- Music
- 22 Nov 04
True love waits and all, but for the third album, I’d suggest a return to the bedroom studio…and maybe he should bring a couple of birds in tow to really loosen things up.
Remember Daniel Bedingfield – the solo artist who made an understated, accomplished album in his bedroom and arose, phoenix-like, out of the ashes of the UK garage explosion? In a bizarre about-face, it seems as though Bedingfield has found God…and Beck’s dad.
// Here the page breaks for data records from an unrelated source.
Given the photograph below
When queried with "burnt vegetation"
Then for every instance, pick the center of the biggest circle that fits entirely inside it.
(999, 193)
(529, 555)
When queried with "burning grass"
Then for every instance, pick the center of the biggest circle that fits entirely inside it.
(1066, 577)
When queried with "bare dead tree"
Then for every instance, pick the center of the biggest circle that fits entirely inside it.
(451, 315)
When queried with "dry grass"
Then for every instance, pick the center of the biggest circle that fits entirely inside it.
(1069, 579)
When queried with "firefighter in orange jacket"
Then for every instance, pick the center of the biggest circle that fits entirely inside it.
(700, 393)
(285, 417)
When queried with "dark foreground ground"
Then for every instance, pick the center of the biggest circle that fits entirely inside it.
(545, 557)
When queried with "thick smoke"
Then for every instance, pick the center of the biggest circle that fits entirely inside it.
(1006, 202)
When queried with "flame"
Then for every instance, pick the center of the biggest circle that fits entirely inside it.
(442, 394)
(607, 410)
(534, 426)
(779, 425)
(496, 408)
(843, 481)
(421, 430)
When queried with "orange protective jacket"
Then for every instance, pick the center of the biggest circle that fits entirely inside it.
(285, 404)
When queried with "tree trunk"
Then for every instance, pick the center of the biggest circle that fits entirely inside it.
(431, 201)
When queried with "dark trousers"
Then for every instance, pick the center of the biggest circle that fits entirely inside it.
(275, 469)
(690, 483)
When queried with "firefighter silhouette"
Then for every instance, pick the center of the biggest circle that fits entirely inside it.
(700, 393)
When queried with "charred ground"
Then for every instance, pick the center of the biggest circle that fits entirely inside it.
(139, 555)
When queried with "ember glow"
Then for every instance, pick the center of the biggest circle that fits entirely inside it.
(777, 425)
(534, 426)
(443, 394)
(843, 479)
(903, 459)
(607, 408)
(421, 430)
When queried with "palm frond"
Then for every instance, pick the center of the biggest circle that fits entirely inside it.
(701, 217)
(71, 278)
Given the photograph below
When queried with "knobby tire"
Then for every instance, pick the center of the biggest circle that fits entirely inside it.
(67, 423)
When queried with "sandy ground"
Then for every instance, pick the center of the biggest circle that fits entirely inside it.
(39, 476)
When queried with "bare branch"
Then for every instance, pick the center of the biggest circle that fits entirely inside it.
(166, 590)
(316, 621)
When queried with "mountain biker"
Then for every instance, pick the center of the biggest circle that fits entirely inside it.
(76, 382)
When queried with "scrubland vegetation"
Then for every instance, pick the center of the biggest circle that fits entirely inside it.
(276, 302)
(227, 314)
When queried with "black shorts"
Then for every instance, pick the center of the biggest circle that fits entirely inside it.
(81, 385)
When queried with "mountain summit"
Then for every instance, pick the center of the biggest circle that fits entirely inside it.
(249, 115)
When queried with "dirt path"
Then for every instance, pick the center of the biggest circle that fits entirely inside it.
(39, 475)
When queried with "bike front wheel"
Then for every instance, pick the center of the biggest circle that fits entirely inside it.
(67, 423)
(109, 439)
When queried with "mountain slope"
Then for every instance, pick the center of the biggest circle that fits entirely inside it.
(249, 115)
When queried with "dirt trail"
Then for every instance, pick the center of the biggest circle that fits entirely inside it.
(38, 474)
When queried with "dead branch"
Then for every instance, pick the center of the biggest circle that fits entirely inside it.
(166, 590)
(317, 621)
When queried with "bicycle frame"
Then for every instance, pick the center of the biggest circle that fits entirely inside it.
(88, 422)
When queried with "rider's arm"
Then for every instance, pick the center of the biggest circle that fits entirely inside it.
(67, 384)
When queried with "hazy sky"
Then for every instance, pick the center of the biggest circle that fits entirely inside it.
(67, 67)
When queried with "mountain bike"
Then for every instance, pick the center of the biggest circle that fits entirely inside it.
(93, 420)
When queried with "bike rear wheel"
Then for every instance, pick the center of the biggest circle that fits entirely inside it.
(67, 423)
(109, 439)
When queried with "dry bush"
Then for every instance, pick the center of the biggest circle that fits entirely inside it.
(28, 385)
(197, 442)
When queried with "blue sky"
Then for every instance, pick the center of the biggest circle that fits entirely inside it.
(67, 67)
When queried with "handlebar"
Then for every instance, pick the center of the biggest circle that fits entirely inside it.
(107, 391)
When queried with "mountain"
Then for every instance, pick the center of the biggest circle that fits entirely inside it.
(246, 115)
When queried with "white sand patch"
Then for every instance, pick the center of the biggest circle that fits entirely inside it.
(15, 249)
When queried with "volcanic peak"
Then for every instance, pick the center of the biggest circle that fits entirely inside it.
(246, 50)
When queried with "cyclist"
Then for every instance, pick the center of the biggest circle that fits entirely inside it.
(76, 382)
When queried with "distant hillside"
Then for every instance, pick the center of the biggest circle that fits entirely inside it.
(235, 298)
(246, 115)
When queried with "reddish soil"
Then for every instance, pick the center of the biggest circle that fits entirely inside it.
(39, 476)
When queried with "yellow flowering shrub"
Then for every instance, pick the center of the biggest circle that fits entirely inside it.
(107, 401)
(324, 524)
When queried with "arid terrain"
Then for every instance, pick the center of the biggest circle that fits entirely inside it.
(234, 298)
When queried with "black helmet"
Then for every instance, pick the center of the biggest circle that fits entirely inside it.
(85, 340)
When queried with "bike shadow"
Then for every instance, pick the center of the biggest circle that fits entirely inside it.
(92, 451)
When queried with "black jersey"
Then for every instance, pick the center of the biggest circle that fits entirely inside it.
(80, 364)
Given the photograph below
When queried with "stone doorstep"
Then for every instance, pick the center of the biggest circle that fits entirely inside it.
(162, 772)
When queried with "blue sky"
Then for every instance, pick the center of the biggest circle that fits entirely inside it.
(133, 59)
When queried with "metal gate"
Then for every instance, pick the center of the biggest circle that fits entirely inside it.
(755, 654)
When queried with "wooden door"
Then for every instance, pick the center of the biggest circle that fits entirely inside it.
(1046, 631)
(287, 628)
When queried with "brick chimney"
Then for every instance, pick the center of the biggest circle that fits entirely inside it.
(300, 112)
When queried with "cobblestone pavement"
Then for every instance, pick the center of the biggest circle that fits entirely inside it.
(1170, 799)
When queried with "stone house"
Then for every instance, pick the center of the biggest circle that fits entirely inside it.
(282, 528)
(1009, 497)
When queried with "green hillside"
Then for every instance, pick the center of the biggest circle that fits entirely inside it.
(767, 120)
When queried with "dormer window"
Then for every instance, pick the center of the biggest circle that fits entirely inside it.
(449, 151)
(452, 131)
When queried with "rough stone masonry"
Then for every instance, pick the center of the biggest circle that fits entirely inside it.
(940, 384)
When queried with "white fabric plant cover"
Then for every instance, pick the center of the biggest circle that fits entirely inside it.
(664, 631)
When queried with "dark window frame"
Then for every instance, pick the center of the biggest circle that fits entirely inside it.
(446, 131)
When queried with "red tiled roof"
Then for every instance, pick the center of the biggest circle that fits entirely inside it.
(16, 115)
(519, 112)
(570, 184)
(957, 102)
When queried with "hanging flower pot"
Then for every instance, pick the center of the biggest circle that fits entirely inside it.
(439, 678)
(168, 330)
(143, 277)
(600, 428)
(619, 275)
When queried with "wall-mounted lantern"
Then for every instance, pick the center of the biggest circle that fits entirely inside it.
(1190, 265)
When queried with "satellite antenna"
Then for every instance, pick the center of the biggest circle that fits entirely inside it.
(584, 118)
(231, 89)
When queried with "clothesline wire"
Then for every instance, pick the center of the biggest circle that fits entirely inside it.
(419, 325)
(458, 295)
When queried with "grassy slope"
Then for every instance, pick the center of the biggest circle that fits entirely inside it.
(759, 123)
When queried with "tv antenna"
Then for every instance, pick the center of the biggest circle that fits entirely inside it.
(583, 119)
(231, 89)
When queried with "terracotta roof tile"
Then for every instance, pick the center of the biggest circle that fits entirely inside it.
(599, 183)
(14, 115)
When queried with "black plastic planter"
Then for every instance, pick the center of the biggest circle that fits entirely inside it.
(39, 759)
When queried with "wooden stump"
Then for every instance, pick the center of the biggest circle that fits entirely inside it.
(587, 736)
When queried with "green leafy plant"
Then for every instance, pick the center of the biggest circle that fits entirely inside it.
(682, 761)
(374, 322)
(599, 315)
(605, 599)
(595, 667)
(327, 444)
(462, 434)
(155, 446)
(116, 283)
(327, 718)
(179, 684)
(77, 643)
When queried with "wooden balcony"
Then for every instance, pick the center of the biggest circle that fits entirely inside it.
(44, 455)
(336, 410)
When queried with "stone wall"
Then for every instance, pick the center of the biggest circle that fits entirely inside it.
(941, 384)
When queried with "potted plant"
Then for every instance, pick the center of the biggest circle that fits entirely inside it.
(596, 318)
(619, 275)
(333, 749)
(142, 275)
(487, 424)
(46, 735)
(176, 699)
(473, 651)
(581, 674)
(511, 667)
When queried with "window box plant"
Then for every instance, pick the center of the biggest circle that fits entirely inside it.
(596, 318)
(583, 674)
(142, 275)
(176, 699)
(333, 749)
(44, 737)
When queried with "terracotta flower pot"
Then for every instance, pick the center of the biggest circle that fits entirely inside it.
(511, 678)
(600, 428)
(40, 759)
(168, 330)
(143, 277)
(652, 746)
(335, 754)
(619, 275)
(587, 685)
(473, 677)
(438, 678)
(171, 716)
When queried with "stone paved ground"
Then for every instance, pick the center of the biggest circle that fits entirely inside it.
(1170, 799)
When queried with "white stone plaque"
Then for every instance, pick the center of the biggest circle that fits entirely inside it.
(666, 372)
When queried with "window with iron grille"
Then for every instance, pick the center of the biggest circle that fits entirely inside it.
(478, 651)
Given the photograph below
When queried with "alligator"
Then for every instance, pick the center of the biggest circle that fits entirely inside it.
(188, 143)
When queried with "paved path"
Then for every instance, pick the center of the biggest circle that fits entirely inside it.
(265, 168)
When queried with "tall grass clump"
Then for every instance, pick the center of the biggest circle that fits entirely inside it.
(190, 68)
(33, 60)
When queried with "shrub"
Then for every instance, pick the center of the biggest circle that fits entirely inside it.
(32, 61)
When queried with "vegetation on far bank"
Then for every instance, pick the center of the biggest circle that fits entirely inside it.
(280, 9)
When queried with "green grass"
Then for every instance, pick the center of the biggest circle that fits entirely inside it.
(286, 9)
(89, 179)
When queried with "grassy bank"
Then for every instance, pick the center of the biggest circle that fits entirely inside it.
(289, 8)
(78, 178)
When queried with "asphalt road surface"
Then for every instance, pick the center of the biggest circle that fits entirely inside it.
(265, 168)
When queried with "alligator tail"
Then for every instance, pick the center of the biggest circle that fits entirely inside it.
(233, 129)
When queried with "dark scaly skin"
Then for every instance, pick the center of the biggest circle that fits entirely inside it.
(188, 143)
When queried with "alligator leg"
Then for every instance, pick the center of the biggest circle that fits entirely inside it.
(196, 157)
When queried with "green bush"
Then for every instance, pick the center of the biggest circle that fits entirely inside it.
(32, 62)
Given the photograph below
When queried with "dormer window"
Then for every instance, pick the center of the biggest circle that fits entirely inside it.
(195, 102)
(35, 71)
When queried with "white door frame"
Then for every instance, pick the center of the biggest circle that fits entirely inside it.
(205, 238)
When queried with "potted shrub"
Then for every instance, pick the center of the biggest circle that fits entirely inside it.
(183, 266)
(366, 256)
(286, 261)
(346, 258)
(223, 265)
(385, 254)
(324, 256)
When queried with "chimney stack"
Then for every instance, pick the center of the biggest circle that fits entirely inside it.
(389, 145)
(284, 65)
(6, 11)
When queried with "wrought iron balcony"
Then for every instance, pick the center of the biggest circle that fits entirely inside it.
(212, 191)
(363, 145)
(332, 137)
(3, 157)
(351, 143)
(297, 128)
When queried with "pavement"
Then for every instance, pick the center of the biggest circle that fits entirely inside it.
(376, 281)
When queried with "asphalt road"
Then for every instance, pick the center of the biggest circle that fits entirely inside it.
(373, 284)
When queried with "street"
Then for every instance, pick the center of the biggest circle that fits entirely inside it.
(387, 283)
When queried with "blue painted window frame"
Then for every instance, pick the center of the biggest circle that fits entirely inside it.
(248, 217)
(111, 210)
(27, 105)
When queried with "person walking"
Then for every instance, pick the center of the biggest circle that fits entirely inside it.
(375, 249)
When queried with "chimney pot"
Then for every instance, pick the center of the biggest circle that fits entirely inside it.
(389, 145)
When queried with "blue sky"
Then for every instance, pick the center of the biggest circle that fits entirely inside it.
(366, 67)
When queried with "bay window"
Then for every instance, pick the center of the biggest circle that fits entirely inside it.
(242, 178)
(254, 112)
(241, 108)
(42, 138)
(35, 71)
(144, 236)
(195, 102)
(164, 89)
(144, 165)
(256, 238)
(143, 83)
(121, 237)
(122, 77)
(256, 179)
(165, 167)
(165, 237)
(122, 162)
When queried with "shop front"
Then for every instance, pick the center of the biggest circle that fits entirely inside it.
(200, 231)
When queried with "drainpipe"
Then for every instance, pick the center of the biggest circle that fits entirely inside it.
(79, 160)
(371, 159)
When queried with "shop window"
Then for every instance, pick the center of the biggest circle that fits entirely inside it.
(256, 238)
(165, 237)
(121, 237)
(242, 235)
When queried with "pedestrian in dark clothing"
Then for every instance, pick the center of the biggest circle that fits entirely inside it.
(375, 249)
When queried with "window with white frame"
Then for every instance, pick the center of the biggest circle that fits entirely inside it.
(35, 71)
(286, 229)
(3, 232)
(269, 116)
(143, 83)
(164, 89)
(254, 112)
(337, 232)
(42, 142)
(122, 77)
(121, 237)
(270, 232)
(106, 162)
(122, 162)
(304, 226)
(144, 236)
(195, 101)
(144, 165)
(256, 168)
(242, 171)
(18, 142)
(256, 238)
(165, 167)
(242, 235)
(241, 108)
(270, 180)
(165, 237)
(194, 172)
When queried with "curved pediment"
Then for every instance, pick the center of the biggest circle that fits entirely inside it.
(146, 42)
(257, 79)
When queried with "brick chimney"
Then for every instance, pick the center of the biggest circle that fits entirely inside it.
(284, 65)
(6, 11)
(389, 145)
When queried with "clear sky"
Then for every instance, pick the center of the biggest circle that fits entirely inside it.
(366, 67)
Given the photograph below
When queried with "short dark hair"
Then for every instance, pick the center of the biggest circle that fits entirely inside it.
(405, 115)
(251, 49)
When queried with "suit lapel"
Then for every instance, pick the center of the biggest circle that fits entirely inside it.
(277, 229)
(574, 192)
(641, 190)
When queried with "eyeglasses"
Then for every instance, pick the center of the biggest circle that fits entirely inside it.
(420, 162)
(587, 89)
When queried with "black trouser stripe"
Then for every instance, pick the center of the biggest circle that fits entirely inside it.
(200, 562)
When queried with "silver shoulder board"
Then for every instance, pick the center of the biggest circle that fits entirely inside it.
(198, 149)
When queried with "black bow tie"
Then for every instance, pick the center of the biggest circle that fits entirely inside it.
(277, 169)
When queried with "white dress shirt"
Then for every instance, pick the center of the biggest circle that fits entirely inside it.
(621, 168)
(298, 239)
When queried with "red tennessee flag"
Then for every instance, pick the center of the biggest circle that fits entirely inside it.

It may not be easy to mastermind a move from hot urban totty to tiresome mini-Cliff clone within a year, yet Bedingfield must be given credit where it’s due. Having wooed a nation of young British fillies with his heartfelt ballad ‘If You’re Not The One’, it has since transpired that the devout Christian didn’t even capitalise on his heart-throb status. The bore.
It’s worth noting that Second First Impression is produced by Jack Joseph Puig (of Rolling Stones fame) and arranged by David Campbell (Beck’s father), but that’s about as credible as it gets. Other than that, the album is consistently inoffensive, veering between big-budget, breast-beating balladry (sadly, his own breast) on ‘Sorry’ and ‘Show Me The Real You’ and questionable, Timberlake-like R&B offerings on ‘Growing Up’ and ‘Complicated’. Frankly, listening to a young male pop-star not singing about having you nekkid by the end of the song is oddly disquieting.
For a blue-blood Christian, Bedingfield has plenty to say about the birds and the bees. True love waits and all, but for the third album, I’d suggest a return to the bedroom studio…and maybe he should bring a couple of birds in tow to really loosen things up.